Finance: Research, Policy and Anecdotes

My last conference of the year (and even decade) was on Funding Stability and Financial Regulation and organised by ACPR and ANR in Paris. Yet, another financial stability workshop, I thought, but it turned out to include a number of very interesting and policy-relevant papers, some of whom I will mention in the following. I will not discuss my own paper, as I will dedicate a separate blog entry to it next year, when a presentable working paper version will be finally ready.
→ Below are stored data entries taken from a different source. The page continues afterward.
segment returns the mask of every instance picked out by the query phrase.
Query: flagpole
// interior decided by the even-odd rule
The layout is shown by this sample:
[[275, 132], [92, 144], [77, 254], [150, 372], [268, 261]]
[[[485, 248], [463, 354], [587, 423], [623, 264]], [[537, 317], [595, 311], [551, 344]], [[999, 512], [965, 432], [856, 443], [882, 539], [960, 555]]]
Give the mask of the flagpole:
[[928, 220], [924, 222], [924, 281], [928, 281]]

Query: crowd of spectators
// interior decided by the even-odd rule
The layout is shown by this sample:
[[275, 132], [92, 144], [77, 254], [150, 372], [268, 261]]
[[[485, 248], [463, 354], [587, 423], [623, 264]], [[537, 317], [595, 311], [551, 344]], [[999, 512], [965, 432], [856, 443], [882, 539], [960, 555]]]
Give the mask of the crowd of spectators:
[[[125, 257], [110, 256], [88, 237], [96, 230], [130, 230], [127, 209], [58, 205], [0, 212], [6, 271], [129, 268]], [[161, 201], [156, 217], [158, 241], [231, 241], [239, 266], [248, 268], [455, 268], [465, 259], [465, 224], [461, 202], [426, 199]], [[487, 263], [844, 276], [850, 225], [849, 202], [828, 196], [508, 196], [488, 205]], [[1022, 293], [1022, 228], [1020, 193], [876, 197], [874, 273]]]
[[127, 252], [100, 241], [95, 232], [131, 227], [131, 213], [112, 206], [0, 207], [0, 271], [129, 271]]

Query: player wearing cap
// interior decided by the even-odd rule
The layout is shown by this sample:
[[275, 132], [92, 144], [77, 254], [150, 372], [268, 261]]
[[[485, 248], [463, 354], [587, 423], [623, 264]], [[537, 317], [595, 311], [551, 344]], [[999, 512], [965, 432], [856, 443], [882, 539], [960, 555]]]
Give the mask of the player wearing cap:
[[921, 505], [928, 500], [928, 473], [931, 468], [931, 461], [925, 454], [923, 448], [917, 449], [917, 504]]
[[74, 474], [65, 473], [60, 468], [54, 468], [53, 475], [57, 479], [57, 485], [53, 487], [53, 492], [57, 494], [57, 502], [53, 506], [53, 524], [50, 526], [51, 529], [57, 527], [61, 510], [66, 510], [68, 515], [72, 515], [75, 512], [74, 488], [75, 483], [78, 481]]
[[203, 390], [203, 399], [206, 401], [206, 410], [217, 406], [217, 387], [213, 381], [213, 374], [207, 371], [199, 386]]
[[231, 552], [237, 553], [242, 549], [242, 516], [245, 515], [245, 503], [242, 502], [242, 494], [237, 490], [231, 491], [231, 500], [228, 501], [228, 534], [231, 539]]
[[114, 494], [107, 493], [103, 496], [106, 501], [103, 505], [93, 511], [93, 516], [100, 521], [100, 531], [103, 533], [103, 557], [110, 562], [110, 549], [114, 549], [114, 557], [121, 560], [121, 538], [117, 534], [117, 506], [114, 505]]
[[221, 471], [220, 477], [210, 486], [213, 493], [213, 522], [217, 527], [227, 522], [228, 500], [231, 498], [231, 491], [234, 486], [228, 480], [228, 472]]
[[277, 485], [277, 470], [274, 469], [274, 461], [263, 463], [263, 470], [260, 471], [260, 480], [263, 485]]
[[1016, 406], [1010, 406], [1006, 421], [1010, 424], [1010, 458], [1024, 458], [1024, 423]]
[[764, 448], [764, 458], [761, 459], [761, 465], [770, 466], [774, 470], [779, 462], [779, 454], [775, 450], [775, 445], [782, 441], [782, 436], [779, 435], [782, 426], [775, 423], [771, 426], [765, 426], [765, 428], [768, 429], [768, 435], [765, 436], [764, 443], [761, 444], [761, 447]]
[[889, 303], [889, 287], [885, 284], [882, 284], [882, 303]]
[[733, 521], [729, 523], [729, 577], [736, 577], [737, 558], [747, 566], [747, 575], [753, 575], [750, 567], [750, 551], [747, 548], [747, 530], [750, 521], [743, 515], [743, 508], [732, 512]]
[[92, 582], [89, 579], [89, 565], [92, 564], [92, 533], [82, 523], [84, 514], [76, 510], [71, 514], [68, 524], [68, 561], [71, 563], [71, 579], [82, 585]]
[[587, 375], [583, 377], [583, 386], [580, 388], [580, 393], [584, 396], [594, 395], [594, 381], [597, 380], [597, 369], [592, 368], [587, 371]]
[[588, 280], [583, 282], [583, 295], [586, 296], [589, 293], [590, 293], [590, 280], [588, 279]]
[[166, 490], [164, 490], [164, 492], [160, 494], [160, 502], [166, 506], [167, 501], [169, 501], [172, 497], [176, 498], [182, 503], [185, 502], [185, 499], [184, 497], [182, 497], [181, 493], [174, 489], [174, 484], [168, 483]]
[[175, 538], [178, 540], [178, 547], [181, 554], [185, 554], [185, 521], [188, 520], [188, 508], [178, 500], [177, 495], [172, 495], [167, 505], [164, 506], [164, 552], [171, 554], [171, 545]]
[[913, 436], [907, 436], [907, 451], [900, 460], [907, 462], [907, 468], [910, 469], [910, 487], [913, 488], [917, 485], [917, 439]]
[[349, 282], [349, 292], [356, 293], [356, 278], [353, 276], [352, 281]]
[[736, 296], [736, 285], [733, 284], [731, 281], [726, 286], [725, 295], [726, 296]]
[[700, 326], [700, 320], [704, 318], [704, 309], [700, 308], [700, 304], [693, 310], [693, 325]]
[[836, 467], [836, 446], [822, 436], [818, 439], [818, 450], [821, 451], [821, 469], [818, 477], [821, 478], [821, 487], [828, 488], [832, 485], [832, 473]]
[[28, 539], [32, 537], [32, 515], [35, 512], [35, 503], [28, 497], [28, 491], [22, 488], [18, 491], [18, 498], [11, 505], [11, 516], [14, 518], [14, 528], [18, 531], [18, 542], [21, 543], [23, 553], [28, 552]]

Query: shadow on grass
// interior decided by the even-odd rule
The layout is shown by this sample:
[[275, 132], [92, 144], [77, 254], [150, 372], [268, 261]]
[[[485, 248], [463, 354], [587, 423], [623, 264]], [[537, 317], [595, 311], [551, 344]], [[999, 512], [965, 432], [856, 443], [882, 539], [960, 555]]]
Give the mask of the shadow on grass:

Helene Rey presented work on Machine Learning and the Financial Crisis. Using a general framework that draws on different crisis prediction models in a type of meta-analysis, it improves on standard crisis prediction models (which typically have a relatively poor out-of-sample prediction power) and is able to predict systemic financial crises 12 quarters ahead in quasi-real time with very high signal to noise ratio.  Melina Papoutsi shows the importance of lending relationship for borrowers that fall in distress. Using data from Greece, she shows that firms that experience an exogenous interruption in their loan officer relationship are less likely to renegotiate their loans and, if they manage to renegotiate, they are given relatively tougher loan terms, compared to firms whose loan officer relationships were not interrupted. Relating this to my own work, yet again, more evidence that personal lending relationships are far from dead. My former colleague Max Bruche presented fascinating work on leveraged loan syndication (a better description would be: junk loan syndication), making a strong case that supervisors better pay more attention to retention risk in this market segment. Neeltje van Horen presented a paper that is effectively an impact evaluation of Basel III on the repo market. Specifically, she shows that the adoption of the leverage ratio (which should have a dampening effect on low-margin business such as repo transactions) had transitory effects on the access to the repo markets by smaller clients. Thibault Libert shows that large borrowers can have an impact on aggregate lending, in work that uses credit registry data from France and builds on an expanding literature that looks at the importance of firm-specific shocks for macro-aggregates. Laura Blattner uses Portuguese credit registry data to show that increased capital requirement can have perverse consequences as affected banks respond by not only cutting lending but also by reallocating credit to distressed firms with underreported loan losses. Finally, Eva Schliephake presented some very interesting theory work on how informed and uninformed depositors interact in bank runs, showing that more information can actually result in a higher likelihood of panic runs.